The research study, published in November in the International Journal of Behavioral Nutrition and Physical Activity, found that frequent, brief walking breaks were more effective at improving well-being than a single, longer walk before or after work. The study was conducted on a relatively small group of people with researchers initially inviting the sedentary office workers to a university clinic to complete a range of health tests and questionnaires. Heart rates and stress hormones were measured with participants asked to rate their energy, mood and appetite on a numerical scale. Concentration and decision making ability was also measured using a specially designed computerised game.
Participants then visited the clinic on three separate occasions to simulate a six-hour workday. On the first day they sat for the whole time working with no interruptions, except bathroom breaks. On the second, they walked moderately for 30 minutes at the start of their day, and then sat for the five and a half hours with no interruptions, except bathroom breaks. And on the third visit, participants sat for six hours, but began each hour with five minutes of moderate walking on a treadmill.
At the start and end of each session, researchers checked stress hormones and heart rate, with participants asked to rate mood, energy, fatigue and appetite several times during each day, and the computerised testing of concentration and decision making was repeated at the end of each session.
After analysing the data, researchers consistently found that both the morning walking and the five-minute sessions increased participants’ energy, but only the hourly walking had workers reporting greater happiness, less fatigue and less food cravings than on the other days. Their feelings of vigour tended to increase throughout the day with the hourly walking, whereas they had often plateaued by early afternoon after walking only once in the morning.

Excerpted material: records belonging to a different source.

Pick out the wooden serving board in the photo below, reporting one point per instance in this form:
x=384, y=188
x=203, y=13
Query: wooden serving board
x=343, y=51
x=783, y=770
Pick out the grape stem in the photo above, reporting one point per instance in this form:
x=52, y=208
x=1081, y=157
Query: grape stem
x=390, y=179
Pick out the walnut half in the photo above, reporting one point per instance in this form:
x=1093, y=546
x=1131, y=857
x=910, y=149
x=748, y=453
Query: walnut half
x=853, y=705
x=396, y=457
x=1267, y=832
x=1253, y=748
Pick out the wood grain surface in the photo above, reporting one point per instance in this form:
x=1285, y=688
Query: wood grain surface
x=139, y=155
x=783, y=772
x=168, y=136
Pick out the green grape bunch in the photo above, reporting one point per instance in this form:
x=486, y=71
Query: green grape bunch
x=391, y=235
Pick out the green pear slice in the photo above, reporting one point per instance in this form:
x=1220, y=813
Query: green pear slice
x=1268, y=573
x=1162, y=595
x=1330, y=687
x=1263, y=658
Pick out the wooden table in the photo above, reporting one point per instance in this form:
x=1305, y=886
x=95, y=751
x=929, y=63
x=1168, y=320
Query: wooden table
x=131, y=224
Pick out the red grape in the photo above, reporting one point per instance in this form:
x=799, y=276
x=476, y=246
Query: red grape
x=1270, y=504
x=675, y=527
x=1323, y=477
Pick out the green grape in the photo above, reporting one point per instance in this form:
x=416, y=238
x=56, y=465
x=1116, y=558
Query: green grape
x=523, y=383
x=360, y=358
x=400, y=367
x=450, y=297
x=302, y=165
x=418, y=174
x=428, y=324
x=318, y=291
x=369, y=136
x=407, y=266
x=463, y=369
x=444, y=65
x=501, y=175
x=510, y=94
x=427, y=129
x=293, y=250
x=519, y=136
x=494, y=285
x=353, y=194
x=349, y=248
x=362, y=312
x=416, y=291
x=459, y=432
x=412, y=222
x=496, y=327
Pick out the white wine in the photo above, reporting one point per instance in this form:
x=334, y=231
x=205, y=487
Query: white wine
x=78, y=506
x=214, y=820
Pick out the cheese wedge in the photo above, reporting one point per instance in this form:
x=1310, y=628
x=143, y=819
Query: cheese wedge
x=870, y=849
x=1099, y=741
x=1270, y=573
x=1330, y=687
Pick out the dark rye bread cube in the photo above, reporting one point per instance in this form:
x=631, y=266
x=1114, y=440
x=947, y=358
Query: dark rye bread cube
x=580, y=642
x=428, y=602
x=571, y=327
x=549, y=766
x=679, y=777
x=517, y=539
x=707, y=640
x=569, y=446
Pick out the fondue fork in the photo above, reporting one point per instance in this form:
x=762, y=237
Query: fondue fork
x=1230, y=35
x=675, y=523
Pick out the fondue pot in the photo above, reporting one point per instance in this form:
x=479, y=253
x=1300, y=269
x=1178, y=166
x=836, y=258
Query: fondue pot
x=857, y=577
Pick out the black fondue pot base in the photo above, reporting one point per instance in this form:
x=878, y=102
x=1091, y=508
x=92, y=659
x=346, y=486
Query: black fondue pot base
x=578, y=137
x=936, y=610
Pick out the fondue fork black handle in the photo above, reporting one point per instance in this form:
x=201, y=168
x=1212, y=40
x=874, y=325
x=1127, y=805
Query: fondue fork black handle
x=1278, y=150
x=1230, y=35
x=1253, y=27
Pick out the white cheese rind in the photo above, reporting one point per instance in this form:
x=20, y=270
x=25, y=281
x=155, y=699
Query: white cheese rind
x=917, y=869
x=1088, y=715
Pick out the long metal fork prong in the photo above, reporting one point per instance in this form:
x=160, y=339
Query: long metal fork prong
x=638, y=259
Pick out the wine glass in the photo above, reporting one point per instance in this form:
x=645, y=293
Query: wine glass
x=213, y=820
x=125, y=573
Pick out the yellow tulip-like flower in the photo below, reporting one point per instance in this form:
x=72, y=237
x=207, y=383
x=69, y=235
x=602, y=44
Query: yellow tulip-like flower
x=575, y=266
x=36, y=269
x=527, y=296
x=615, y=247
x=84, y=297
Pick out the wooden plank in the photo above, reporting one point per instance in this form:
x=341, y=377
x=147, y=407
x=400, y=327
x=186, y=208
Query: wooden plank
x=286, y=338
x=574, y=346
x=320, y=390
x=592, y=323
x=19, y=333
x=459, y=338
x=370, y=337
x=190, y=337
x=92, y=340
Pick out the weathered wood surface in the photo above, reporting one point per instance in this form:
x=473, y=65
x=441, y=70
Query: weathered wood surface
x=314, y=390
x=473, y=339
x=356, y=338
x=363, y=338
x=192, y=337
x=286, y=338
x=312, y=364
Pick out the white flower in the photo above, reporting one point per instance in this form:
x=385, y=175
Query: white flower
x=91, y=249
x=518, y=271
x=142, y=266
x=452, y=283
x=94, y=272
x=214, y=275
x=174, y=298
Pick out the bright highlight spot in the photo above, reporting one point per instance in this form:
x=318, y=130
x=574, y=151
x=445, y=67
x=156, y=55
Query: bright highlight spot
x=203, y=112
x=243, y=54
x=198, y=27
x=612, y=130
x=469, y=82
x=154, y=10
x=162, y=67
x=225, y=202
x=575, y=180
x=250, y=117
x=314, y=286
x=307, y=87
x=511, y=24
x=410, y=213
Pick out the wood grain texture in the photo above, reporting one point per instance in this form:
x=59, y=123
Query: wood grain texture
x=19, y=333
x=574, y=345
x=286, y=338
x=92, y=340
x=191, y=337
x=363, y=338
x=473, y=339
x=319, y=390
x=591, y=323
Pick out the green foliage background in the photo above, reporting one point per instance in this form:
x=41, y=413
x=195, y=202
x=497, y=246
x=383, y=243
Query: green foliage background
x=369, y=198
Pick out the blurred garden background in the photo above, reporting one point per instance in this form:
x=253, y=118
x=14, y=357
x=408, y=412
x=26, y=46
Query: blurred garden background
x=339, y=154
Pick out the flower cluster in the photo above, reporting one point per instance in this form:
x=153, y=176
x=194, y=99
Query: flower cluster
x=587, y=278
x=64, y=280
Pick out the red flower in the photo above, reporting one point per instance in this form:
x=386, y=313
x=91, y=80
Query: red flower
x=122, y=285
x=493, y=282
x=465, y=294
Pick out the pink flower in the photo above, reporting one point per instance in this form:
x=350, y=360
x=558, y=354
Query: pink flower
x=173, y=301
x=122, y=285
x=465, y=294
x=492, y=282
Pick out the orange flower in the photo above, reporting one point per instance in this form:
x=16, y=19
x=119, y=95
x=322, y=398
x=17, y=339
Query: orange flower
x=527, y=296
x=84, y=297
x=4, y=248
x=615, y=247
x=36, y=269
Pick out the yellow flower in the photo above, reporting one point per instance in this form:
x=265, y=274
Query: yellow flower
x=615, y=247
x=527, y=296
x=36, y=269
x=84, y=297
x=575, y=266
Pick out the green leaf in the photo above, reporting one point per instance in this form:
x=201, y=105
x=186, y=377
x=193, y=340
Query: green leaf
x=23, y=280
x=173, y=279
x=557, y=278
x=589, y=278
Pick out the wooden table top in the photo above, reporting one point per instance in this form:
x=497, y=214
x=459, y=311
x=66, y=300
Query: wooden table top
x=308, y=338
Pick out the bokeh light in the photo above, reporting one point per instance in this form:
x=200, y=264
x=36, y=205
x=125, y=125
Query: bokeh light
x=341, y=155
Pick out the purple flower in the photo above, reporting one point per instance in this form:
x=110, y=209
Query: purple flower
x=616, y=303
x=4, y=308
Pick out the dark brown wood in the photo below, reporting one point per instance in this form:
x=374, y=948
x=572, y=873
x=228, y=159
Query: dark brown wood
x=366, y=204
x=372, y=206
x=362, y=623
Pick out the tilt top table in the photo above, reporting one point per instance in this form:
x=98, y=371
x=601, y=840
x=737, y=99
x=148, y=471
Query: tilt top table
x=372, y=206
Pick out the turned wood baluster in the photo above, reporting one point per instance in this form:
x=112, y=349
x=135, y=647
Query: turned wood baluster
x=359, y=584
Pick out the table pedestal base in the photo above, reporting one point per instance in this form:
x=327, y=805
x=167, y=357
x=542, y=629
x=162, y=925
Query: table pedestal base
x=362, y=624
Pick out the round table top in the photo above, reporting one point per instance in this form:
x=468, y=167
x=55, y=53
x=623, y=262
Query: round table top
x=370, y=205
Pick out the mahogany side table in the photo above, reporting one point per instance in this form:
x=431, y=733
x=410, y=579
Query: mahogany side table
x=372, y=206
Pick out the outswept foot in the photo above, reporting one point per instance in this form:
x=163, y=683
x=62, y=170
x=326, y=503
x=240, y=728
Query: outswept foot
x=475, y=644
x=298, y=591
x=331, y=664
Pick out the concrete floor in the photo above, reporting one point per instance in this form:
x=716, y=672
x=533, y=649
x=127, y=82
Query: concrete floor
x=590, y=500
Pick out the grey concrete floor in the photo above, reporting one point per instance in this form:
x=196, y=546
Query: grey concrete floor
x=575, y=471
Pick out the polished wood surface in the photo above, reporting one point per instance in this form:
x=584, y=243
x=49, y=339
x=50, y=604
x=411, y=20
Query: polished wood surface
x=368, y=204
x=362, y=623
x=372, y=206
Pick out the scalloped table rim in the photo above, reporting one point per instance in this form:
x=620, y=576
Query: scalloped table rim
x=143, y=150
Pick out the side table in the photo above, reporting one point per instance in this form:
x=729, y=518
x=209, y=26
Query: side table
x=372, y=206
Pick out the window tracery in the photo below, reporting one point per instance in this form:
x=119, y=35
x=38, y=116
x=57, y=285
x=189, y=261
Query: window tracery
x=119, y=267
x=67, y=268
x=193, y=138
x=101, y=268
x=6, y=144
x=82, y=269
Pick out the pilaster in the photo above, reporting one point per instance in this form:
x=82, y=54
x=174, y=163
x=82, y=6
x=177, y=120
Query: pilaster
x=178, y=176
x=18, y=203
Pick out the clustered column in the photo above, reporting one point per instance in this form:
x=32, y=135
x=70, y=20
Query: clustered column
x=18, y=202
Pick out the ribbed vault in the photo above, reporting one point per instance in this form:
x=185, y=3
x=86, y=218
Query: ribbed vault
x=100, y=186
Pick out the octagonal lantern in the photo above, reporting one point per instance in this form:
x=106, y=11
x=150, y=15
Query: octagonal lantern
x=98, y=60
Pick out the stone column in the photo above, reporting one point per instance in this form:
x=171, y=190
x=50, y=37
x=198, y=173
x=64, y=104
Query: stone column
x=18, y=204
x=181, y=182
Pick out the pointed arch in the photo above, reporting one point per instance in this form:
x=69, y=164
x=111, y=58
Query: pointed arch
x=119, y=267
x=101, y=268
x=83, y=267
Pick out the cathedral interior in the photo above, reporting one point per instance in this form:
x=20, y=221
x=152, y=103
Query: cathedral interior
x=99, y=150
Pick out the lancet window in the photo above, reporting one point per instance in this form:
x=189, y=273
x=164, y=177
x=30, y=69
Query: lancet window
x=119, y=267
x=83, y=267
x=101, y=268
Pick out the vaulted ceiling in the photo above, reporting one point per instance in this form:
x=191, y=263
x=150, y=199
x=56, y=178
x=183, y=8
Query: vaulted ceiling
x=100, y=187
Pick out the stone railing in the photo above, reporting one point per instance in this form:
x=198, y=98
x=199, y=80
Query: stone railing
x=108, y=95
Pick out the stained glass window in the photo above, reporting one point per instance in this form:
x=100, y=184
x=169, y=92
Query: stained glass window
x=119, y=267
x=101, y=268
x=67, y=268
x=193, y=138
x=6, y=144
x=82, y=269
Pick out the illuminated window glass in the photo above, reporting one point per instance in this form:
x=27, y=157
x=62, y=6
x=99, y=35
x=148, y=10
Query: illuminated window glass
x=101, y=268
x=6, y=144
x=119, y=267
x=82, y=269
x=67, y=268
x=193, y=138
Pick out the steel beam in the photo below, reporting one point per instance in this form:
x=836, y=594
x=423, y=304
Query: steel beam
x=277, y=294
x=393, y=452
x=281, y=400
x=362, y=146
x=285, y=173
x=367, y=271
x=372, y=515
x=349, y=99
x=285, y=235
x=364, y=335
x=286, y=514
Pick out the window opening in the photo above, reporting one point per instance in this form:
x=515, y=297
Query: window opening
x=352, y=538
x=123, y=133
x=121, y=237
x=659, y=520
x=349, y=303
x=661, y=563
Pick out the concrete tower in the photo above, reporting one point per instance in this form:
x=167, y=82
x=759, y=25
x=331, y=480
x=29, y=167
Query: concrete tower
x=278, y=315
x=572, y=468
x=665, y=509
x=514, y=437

The good news is that the detrimental effects of sitting all day can be minimised by adding just five minutes of walking for every hour of sitting. Introducing these short bouts of activity during the workday of sedentary office workers seems like a simple approach to improving health and well-being with very little effort or time constraints. So why not jump on board – make it your goal to get moving more consistently at work. You can schedule in just five minutes walking every hour by combining it with your bathroom break, trip to the water cooler or coffee machine.